Mentre gli altri si agitano, tra libri, interviste e consolle in piazza, Elly Schlein, zitta zitta, va di nuovo a segno. Questa volta con la proposta, solo apparentemente ingenua, di organizzare una grande manifestazione per la pace. È chiaramente un modo per non disperdere il popolo del No emerso al referendum, molto probabilmente sensibile anche alla pace (del resto chi non lo è). Salta agli occhi, però, un dettaglio che distingue la mossa di Schlein dalle iniziative degli altri. Il libro di Giuseppe Conte, così come il percorso organizzato dal M5S o le primarie delle idee di Italia Viva, si rivolgono ai propri elettori di riferimento. La proposta di Schlein, invece, guarda a tutto il campo largo. La risposta è stata positiva. Hanno accolto la proposta Angelo Bonelli e Nicola Fratoianni di Avs. «Pronti a organizzare insieme una grande piazza per la pace, per la giustizia sociale e contro la guerra. Sia questo il primo punto del programma per dare un’alternativa all’Italia». Ma anche Conte, bruciato sul tempo, non ha potuto fare altro che accettare: «Ci stavamo già lavorando e raccogliamo l’invito anche delle altre forze di opposizione: ci ritroveremo tutti insieme unitariamente in piazza per dire no alla politica vergognosa di questo governo». Come sintetizza un dirigente dem, «mentre gli altri discutono di chi è più adatto a fare il leader del centrosinistra, lei lo fa». E non è l’unica iniziativa della segreteria del Pd che va in questa direzione, cioè di esercitare di fatto una leadership sulla coalizione.

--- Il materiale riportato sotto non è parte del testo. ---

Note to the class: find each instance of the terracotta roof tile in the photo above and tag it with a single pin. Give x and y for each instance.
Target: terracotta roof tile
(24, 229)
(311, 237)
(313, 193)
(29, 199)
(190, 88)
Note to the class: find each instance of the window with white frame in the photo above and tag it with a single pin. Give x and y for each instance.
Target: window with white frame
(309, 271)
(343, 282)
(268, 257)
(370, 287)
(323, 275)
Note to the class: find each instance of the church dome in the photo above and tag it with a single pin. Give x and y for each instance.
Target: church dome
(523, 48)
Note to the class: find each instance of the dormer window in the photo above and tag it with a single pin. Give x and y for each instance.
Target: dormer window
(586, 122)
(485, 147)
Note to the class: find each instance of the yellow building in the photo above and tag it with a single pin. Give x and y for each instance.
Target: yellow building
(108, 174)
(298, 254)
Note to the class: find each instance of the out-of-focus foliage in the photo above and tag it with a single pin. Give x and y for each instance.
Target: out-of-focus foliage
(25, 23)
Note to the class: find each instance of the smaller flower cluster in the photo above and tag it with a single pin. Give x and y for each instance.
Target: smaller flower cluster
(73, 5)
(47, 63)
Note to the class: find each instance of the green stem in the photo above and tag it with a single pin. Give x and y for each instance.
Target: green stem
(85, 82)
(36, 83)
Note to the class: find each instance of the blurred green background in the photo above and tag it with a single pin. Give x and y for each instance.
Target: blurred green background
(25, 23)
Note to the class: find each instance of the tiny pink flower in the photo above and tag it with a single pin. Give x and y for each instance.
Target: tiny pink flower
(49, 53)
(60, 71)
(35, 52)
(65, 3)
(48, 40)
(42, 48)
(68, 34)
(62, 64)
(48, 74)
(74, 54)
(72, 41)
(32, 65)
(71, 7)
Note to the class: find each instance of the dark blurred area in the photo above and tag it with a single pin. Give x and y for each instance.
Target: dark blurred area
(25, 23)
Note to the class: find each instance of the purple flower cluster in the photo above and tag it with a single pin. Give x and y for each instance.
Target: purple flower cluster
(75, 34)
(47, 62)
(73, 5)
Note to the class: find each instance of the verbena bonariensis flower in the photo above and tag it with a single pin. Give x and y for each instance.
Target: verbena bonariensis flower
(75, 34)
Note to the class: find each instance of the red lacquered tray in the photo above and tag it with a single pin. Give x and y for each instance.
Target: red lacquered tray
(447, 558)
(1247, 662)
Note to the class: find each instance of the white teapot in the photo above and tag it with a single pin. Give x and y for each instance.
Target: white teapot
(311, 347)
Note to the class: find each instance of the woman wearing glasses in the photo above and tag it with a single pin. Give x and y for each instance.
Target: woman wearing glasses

Venerdì e sabato Schlein volerà a Barcellona, dove si terrà il Global Progressive Mobilisation, un grande evento organizzato dal premier spagnolo Pedro Sanchez per riunire, per la prima volta, i leader progressisti provenienti da tutto il mondo. Ci saranno il presidente del Brasile Luiz Inacio Lula e il colombiano Gustavo Petro, il numero uno del Consiglio europeo Antonio Costa e la vicepresidente della Commissione Ue Teresa Ribera. E altri leader di un centinaio di partiti progressisti di tutto il mondo. L’obiettivo è rilanciare una sorta di Internazionale progressista e mostrare che esiste «un’alternativa all’estrema destra». L’unico leader italiano invitato è Schlein. Un riconoscimento non da poco, soprattutto ora che Conte si è riappropriato dell’etichetta “progressista” e il tema della leadership è in discussione.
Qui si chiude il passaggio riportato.